程序代写代做代考 assembly algorithm cuda Java GPU cache compiler PowerPoint Presentation

PowerPoint Presentation

Parallel Computing

with GPUs
Dr Paul Richmond


Assignment Feedback

Last Week

We learnt about warp level CUDA

How threads are scheduled and executed
Impacts of divergence

Atomics: Good and bad…

Do the warp shuffle!

Parallel primitives

Scan and Reduction


The code and much of the content from this lecture is based on the
GTC2016 Talk by C. Angerer and J. Progsch (NVIDIA)
S6112 – CUDA Optimisation with NVIDIA Nsight for Visual Studio

Provided by NVIDIA with thanks to Joe Bungo

Content has been adapted to use Visual Profiler Guided Analysis
where possible

Additional steps and analysis have been added


Learning Objectives

Understand the key performance metrics of GPU code.

Understand profiling metrics and relate this to approaches which
they have already learnt to address limiting factors in their code.

Appreciate memory vs compute bound code and be able to
recognise factors which contribute to this.

Profiling Introduction

The Problem

Visual Profiler Guided Analysis
Iteration 1

Iteration 2

Iteration 3

Iteration 4

The APOD Cycle

1. Assess

• Identify Performance Limiter

• Analyze Profile

• Find Indicators

2. Parallelize3. Optimize

3b.
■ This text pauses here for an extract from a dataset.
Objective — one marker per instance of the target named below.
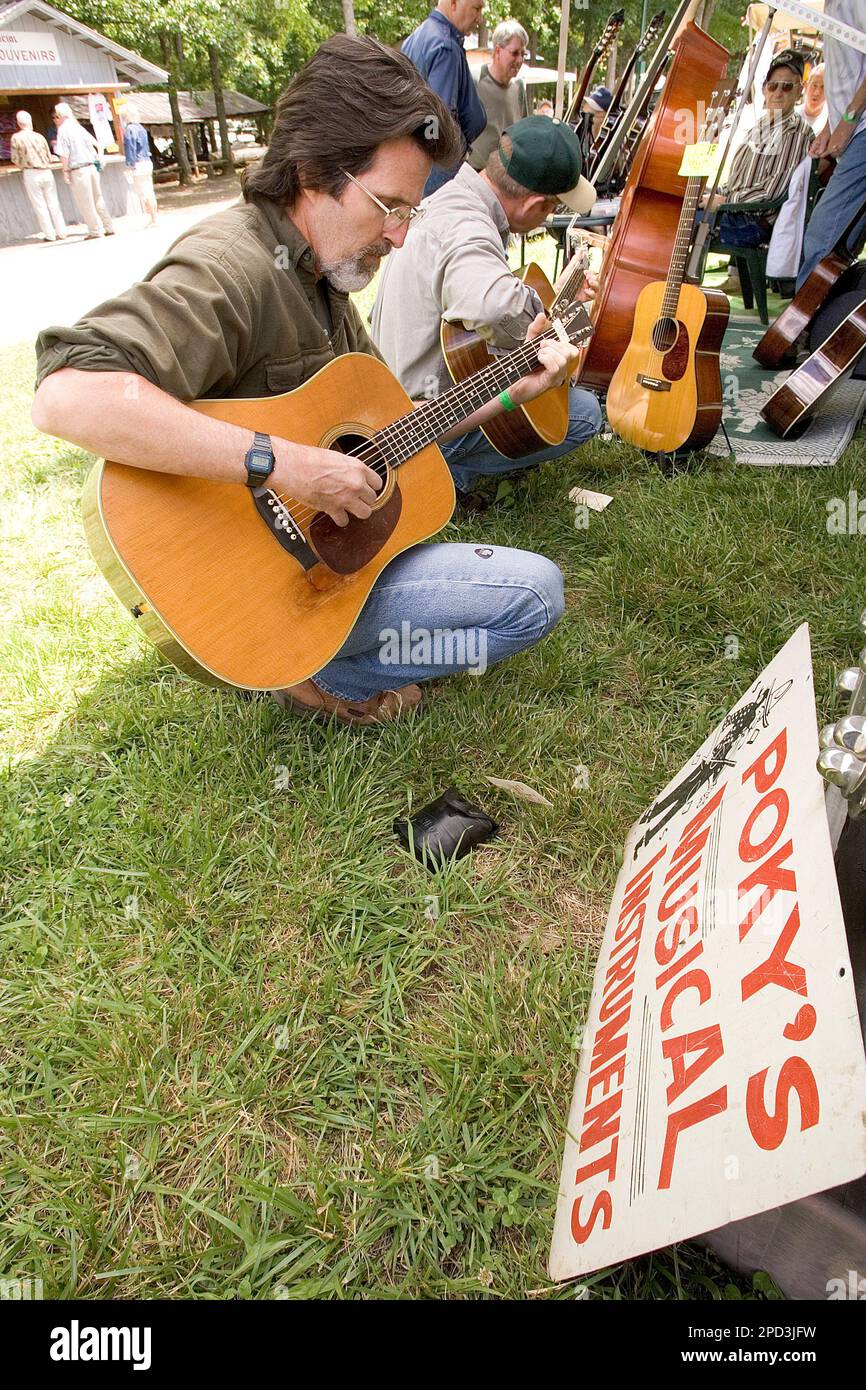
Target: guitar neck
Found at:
(414, 431)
Build Knowledge

4. Deploy

and Test



CUDA Profiling Options

Visual Profiler (1st choice)
Stand alone cross platform (java on Eclipse) program

Guided performance analysis

Links to CUDA best practice guide

Command line profiler

Results can be visualised in Visual Profiler

Visual Studio Nsight Profiler
Built into visual studio

Detailed kernel and source level analysis (more than Visual Profiler)


Changes to your code

If you want to associate profile information with source line
–lineinfo argument

Works in release mode

Must flush GPU buffers

At end of program

Conveyor belt model

Our GPU program is like a factory assembly line
Data in and data out (in a new form)

Skilled operators (multi processors) doing stuff with chunks of the data

Both the belt and people have maximum operating speed

Ideal situation
Conveyor belt runs at full speed

Skilled operators always 100% busy

What is likely to effect this model?

Potential Performance Limiters

Program limited by memory bandwidth
Can’t get data to the registers on the device fast enough
Are you using lots of global memory but not faster local memory caches?
Have you exceed the amount of cache available?

Memory bandwidth well below peak
GPU is too busy performing compute
Have you got high levels of divergence with low warp execution efficiency ?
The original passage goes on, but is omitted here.